This beautiful, upbeat book was published in June this year and I picked it up following a recommendation on the Good Housekeeping books page, a place where I quite often find some enjoyable reads.
It’s a story which explores friendship, bereavement, family, reconciliation, love and the redemptive power of gardening in a joyfully original way.
We’re in Stoke Newington, a place I know reasonably well because I often review shows at the Tower Theatre there. Imagine two houses which, for historical reasons share a garden. When Prem and Maya, move in to rent one of them in the 1970s, they find Alma who owns the other house very daunting but gradually things change. Interspersed with this is another story set in 2018/19 in which two gay men, Winston and Lewis are renting and an irritable single mother Bernice lives next door with her son. All of them, one way and another, become involved with the garden.

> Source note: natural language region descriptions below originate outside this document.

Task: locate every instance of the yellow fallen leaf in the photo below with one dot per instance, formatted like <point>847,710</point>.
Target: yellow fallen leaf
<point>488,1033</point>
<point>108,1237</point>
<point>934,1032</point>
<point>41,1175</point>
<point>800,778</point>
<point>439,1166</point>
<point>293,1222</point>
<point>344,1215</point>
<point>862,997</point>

Adams slowly interweaves her stories. There is an old chair in the garden which Prem made 30 years earlier, for example. For a long time we wonder where Prem and Maya’s daughter who becomes a quasi-grandchild to Alma is now and, for that matter, where Maya went and what she did. The garden is overgrown until Winston, deeply troubled by the death of his mother with which he has never come to terms, starts to work on it assisted by Bernice’s son Sebastian. The garden is, in effect, a metaphor for creating new life and finding ways of moving on. I love the idea of Bernice buying Winston a banana tree to remind him of home and his mother, but pretending that it’s nothing because she got it in a sale.

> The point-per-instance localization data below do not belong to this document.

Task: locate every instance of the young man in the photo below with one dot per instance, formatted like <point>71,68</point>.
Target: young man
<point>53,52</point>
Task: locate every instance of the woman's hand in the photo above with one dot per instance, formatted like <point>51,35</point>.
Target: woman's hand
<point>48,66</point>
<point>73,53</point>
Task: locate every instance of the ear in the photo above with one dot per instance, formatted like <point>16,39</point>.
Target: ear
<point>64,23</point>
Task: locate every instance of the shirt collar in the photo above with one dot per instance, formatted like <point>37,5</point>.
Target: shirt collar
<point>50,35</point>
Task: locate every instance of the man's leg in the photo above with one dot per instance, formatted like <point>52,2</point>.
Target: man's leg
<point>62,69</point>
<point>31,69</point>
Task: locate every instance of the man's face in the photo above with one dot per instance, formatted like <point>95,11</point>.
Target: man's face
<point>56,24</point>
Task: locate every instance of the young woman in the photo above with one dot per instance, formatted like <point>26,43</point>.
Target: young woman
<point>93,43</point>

Then there’s the community around them – Erol, the local shopkeeper whose business has been taken over by his son Sal and Sal’s wife Angela by the time Winston, Lewis and Bernice get there. Meanwhile, Bob, over the road, is a good friend who has always carried a torch for Alma. All these people are so sensitively and convincingly drawn that you could reach out and touch them. They’re all good folk, too. There are no “villains” in this novel. Yes, some of them sometimes behave badly because they’re worried, frightened, sad or whatever but they’re all likeable – even Bernice’s “difficult” ex, Simon is doing his best. And there’s something warm and life-affirming about that.
This book is not particularly “literary” and certainly wouldn’t win the Booker prize but it’s delightful, moving, poignant and thoughtful which, today, is quite enough for me. I read the final pages, while stationary in an hours long traffic jam on the Blackwall Tunnel approach and was moved to tears so it proved a wonderful escape in a pretty tiresome situation.